Software Detects ‘Molecular Signatures’ in Development of Lung and Liver Fibrosis

A collaborative research effort identified new pathways involved in fibrosis using a software tool known as “Regeneration Intelligence,” which evaluated perturbations in several signaling pathways in lung and liver fibrosis, and in glaucoma.

The research, leading to two studies, was conducted by Insilico Medicine working with scientists at Atlas Regeneration, Vision Genomics, and Howard University.
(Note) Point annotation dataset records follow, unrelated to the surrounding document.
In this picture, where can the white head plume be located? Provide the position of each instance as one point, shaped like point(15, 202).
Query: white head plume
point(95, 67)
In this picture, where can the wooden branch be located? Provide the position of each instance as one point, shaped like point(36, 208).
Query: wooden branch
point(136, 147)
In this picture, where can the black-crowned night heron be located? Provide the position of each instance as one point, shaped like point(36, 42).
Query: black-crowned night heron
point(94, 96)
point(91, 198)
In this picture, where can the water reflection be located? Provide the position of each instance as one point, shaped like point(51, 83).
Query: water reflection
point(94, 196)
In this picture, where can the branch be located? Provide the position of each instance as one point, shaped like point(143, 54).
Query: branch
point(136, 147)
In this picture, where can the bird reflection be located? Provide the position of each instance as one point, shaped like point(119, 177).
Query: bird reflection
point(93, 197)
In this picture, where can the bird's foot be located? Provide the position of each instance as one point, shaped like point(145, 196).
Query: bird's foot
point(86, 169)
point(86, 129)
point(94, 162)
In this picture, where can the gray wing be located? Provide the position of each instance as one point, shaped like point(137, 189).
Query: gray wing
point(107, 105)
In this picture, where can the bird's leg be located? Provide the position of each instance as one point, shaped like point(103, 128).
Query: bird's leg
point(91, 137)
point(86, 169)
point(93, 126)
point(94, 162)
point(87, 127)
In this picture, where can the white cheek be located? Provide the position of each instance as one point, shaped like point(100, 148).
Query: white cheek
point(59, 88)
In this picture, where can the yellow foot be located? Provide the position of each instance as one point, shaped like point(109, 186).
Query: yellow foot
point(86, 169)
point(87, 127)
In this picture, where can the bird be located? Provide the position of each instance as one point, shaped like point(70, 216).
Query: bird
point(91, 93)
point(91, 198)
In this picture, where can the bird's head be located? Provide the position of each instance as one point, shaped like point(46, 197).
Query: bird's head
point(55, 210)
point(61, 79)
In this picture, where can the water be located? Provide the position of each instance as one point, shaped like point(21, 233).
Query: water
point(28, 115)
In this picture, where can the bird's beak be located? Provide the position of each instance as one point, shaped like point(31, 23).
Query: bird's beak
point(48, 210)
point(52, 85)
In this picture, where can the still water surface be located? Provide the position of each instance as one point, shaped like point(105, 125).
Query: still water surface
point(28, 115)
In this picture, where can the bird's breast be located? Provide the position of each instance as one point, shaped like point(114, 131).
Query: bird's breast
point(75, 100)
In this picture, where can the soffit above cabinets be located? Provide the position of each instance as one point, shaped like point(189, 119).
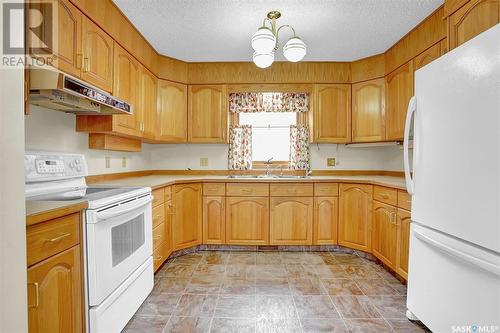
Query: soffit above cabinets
point(220, 30)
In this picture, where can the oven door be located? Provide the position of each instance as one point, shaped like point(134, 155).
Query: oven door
point(119, 240)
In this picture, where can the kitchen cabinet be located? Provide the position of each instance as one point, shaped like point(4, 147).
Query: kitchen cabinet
point(247, 220)
point(207, 114)
point(384, 233)
point(214, 220)
point(368, 111)
point(172, 112)
point(326, 211)
point(332, 113)
point(291, 220)
point(97, 48)
point(470, 20)
point(355, 211)
point(187, 221)
point(403, 242)
point(126, 87)
point(399, 90)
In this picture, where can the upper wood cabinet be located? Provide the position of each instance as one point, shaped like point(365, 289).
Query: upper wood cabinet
point(355, 215)
point(207, 114)
point(332, 113)
point(470, 20)
point(172, 111)
point(291, 221)
point(368, 111)
point(55, 294)
point(187, 221)
point(326, 211)
point(399, 90)
point(247, 220)
point(97, 48)
point(384, 233)
point(126, 87)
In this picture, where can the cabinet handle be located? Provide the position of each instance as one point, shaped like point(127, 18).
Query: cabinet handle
point(37, 296)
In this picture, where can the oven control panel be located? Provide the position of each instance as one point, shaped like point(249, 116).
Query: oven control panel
point(44, 166)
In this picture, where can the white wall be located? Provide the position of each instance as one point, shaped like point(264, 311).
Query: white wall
point(55, 131)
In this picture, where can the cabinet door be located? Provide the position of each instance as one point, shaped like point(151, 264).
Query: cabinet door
point(368, 111)
point(172, 111)
point(403, 234)
point(332, 113)
point(472, 19)
point(399, 90)
point(55, 294)
point(291, 221)
point(355, 216)
point(207, 114)
point(214, 220)
point(384, 233)
point(97, 56)
point(126, 87)
point(247, 220)
point(186, 227)
point(326, 211)
point(148, 104)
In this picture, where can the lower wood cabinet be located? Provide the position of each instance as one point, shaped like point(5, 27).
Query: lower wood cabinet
point(214, 220)
point(187, 216)
point(291, 221)
point(247, 220)
point(384, 233)
point(355, 216)
point(326, 211)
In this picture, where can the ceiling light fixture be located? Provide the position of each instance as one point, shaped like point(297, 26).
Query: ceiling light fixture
point(265, 43)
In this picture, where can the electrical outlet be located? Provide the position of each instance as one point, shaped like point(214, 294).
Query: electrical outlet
point(203, 161)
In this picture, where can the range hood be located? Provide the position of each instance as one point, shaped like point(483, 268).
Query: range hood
point(56, 90)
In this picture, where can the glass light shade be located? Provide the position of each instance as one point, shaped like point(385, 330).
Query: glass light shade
point(263, 41)
point(263, 60)
point(294, 50)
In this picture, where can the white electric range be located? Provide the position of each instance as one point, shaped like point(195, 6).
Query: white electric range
point(117, 236)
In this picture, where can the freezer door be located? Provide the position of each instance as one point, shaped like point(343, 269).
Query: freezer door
point(456, 156)
point(452, 284)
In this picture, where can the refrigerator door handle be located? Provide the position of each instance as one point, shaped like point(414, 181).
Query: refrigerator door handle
point(485, 265)
point(412, 108)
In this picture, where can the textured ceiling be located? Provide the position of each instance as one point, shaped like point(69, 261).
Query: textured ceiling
point(220, 30)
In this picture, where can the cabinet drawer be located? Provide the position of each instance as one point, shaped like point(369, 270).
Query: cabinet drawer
point(247, 189)
point(158, 197)
point(159, 233)
point(158, 215)
point(51, 237)
point(291, 190)
point(385, 194)
point(214, 189)
point(326, 189)
point(404, 200)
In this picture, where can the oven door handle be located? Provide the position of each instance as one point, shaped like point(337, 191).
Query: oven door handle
point(121, 210)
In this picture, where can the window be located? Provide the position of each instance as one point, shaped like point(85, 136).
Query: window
point(270, 134)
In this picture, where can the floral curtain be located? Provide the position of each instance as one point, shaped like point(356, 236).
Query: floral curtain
point(268, 102)
point(240, 147)
point(300, 155)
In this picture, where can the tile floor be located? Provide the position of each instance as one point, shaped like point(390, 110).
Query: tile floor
point(282, 292)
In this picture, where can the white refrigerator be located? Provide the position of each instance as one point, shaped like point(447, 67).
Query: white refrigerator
point(454, 265)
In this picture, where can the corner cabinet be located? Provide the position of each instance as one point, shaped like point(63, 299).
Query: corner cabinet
point(332, 113)
point(368, 111)
point(172, 112)
point(207, 114)
point(187, 216)
point(355, 215)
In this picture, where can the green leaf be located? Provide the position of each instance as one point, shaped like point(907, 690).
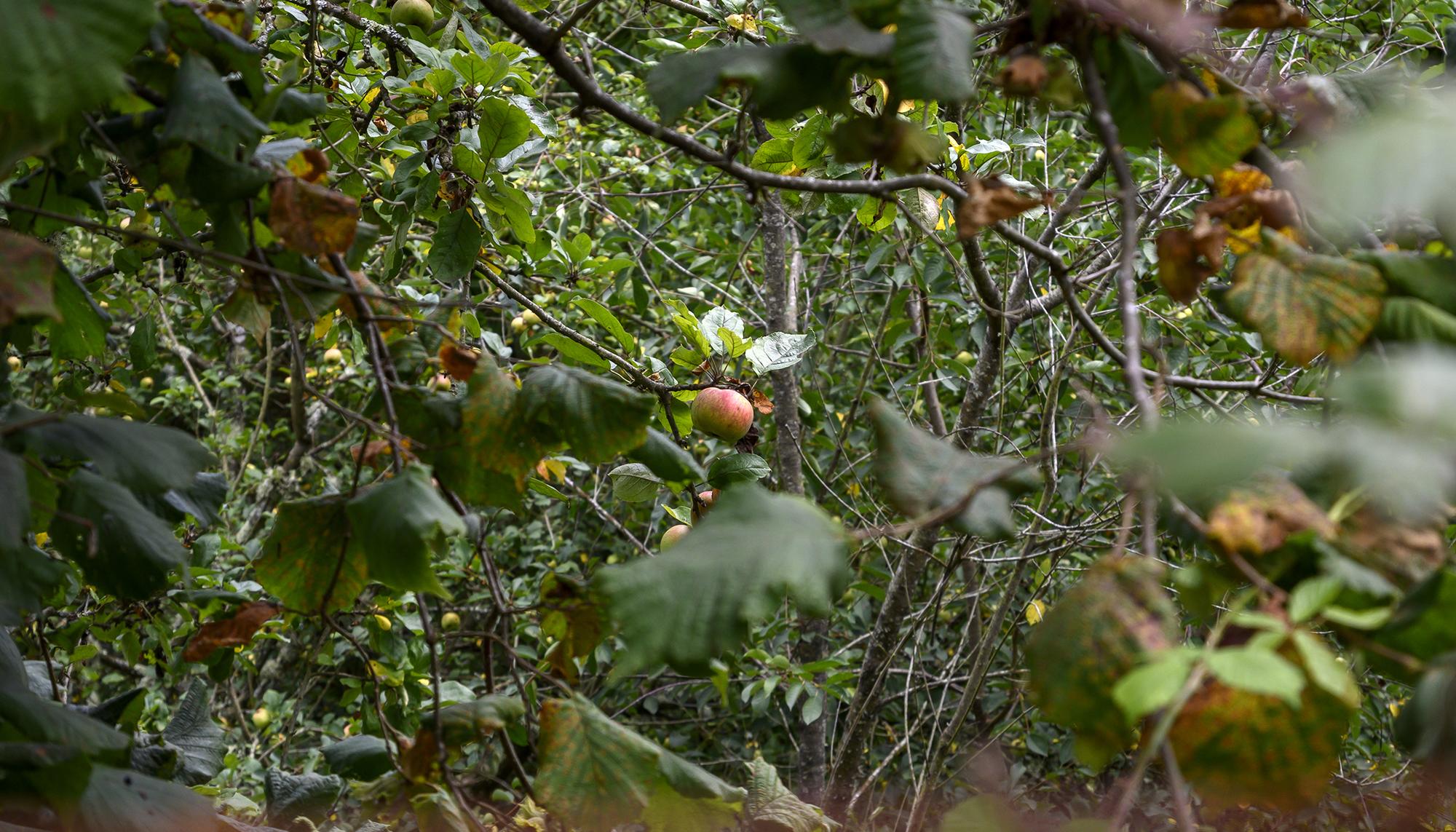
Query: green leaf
point(360, 757)
point(81, 332)
point(780, 351)
point(455, 246)
point(596, 416)
point(1259, 671)
point(933, 54)
point(72, 55)
point(197, 737)
point(832, 28)
point(28, 272)
point(737, 469)
point(123, 549)
point(701, 598)
point(1326, 670)
point(668, 459)
point(295, 796)
point(400, 524)
point(205, 112)
point(1305, 304)
point(1203, 135)
point(1155, 684)
point(925, 475)
point(634, 483)
point(309, 559)
point(609, 322)
point(487, 459)
point(505, 127)
point(1313, 595)
point(771, 805)
point(1131, 77)
point(598, 776)
point(145, 457)
point(122, 801)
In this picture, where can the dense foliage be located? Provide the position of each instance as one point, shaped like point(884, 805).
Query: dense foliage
point(684, 415)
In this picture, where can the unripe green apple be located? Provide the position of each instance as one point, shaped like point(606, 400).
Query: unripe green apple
point(723, 413)
point(675, 534)
point(413, 13)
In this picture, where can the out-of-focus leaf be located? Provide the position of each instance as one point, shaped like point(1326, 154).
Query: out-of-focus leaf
point(1307, 304)
point(751, 552)
point(925, 475)
point(598, 776)
point(400, 524)
point(309, 559)
point(1094, 636)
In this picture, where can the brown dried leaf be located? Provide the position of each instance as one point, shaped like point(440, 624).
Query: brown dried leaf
point(1023, 76)
point(1263, 15)
point(312, 218)
point(1259, 520)
point(989, 201)
point(229, 632)
point(458, 361)
point(762, 403)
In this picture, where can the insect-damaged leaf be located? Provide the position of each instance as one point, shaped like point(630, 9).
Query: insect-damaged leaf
point(925, 475)
point(1305, 304)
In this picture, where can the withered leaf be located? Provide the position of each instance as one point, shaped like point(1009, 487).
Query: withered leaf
point(231, 632)
point(312, 218)
point(458, 361)
point(989, 201)
point(1263, 15)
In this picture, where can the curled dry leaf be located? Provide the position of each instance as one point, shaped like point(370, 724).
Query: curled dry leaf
point(458, 361)
point(1263, 15)
point(989, 201)
point(312, 218)
point(229, 632)
point(1024, 76)
point(1259, 520)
The first study, “Common pathway signature in lung and liver fibrosis,” published in the journal Cell Cycle, may promote the development of new tailored therapies that target components of these signaling pathways in patients with fibrosis.

“Fibrosis is one of the age-related pathologies that disrupt organ functionality dramatically,” Eugene Makarev, PhD, vice president of pathway analytics at Insilico Medicine, said in a press release. “Currently, there are no approved anti-fibrotic remedy and no reliable fibrotic biomarker. ‘Regeneration Intelligence’ … can detect hidden fibrotic molecular signatures based on a pathway network analysis. The system can identify specific fibrogenic molecular changes regardless of detecting platform and tissue of origin.

“Despite many efforts, fibrosis if often misdiagnosed. Our system is supposed to help with proper and timely diagnostic,” Makarev said.

Researchers tested 32 patients with fibrotic liver and 13 patients with idiopathic pulmonary fibrosis (IPF) using Regeneration Intelligence, which allowed them to identify pathways not previously associated with fibrosis. This approach resulted in the selection of small molecules and natural compounds that could reduce the differences in signaling pathway activation observed between healthy and fibrotic tissues.

In the second study, “Pro-fibrotic pathway activation in trabecular meshwork and lamina cribrosa is the main driving force of glaucoma,” also published in Cell Cycle, Regeneration Intelligence was used to identify disrupted pathways in glaucoma, an eye disease characterized by increased intraocular pressure.

Results showed that increased levels of TGFβ in glaucoma-affected tissues led to the activation of pro-fibrotic pathways, which may lead to increased damage from elevated intraocular pressure.

“We are very excited to continue our collaboration with Insilico Medicine,” said Antonei Csoka, PhD, CEO of Vision Genomics. “Using the innovative ‘Regeneration Intelligence’ software, we have discovered previously-undetected pro-fibrotic signatures in glaucoma, based on pathway analysis. This new knowledge will allow Vision Genomics, Insilico Medicine and Howard University to cooperatively select and develop anti-fibrotic small molecule interventions to minimize or reverse this fibrotic state, and restore the tissue to normal function.”